Regreso cansado después de aquella larga batalla. Yo, coronel de cinco estrellas, ¡cómo se me puede ir la vida!
Abro la puerta y entro. Mientras recorro los pasillos de aquel lugar frío y lúgubre, se ven: formados y en dos hileras. Camino. Volteo a un lado, al otro. Me esperaban: firmes, bien parados, bien alineados. Unos más chaparros que otros. Algunos tan flacos que pueden mantenerse por sí mismos, pero sus compañeros, los detienen. Nunca falta el típico gordo, perdido allá atrás o al fondo, escondido. A más de uno se le puede ver lo viejo. Pero en firmes. Mientras camino sobre la fila, voy mirando a cada uno. Ellos, me ven como si me quisieran decir algo. Puedo leer en ellos sus nombres. Parpadeo. Los voy rozando con las yemas de mis dedos. Hasta que salta uno a relucir, el corazón palpita con más fuerza y la respiración se vuelve más rápida y entrecortada. Me paro frente a él. Le observo de arriba abajo. Una especie de miedo y misterio aparecen en mí. ¿Alguna vez has sentido ese hormigueo que va recorriendo tu columna vertebral? Pues con ese escalofrío, tomando valor: suspiro. Sólo puedo decir algo, que yo no lo tomé. Él, me escogió a mí.

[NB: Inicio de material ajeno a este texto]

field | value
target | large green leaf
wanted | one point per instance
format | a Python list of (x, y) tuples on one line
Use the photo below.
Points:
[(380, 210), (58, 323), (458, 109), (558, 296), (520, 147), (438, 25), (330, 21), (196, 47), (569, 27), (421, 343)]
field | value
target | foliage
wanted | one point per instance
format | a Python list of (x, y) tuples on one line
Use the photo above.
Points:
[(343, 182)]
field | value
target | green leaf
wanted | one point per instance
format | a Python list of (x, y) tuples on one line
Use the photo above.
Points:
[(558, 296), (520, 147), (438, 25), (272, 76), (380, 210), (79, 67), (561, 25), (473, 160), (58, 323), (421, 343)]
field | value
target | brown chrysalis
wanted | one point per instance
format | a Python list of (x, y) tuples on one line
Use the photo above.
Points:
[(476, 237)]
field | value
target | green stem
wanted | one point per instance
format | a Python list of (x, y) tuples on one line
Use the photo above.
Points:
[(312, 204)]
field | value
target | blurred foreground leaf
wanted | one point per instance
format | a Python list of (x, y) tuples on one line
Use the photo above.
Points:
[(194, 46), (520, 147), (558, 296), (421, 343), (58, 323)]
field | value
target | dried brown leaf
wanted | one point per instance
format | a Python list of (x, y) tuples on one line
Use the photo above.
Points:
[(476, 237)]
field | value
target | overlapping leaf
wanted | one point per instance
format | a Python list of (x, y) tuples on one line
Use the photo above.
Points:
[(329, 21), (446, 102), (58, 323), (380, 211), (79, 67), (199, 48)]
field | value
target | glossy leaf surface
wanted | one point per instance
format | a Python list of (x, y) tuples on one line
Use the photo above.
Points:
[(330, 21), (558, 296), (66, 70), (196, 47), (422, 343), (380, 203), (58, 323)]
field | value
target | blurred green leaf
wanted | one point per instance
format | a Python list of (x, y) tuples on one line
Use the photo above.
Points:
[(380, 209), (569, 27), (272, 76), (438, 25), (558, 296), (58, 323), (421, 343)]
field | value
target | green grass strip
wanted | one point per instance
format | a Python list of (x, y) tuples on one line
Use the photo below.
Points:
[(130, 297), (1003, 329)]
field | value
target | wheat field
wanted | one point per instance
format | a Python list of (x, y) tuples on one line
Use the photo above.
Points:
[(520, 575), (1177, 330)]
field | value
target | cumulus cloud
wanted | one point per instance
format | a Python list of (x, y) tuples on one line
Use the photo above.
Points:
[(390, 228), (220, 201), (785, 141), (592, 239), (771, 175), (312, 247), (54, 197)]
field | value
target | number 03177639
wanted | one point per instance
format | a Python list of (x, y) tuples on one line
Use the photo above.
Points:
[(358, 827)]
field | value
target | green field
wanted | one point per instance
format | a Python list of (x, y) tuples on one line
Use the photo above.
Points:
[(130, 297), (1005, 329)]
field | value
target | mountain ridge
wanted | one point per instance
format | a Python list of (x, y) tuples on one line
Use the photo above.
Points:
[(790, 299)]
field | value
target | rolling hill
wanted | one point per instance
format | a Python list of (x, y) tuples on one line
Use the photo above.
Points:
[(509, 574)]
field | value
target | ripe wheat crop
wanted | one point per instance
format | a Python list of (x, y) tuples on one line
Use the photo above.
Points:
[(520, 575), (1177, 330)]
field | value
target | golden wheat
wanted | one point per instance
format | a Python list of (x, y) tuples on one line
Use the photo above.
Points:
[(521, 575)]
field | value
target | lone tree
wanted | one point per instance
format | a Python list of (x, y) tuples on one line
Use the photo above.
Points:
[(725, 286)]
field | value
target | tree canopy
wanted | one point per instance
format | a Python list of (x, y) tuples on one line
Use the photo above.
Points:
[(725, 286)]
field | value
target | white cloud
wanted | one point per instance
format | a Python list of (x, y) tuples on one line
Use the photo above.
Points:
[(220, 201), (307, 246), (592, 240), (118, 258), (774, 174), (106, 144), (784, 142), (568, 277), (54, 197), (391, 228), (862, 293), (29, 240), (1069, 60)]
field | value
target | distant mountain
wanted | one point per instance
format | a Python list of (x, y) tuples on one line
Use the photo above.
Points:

Nadie recuerda el día en que empezó a leer. Jamás recordamos las primeras letras que desciframos en aquel texto primero. Lo que nunca olvidamos, es aquel libro que nos escogió por primera vez. Uno piensa que son sólo letras y cosas de esas. Cimiento en alguna pata mal hecha, de una mesa. Pero ahí estaba yo, en aquella biblioteca sucia y fúnebre, recorriendo cada pasadizo hasta encontrarnos. Lo recuerdo bien. Era de una pasta gruesa y negra, de letras doradas. Ahí, comencé a leer. Cuando uno entiende la importancia de su contenido, lo toma como amigo, para regresar a esa guerra sin fin.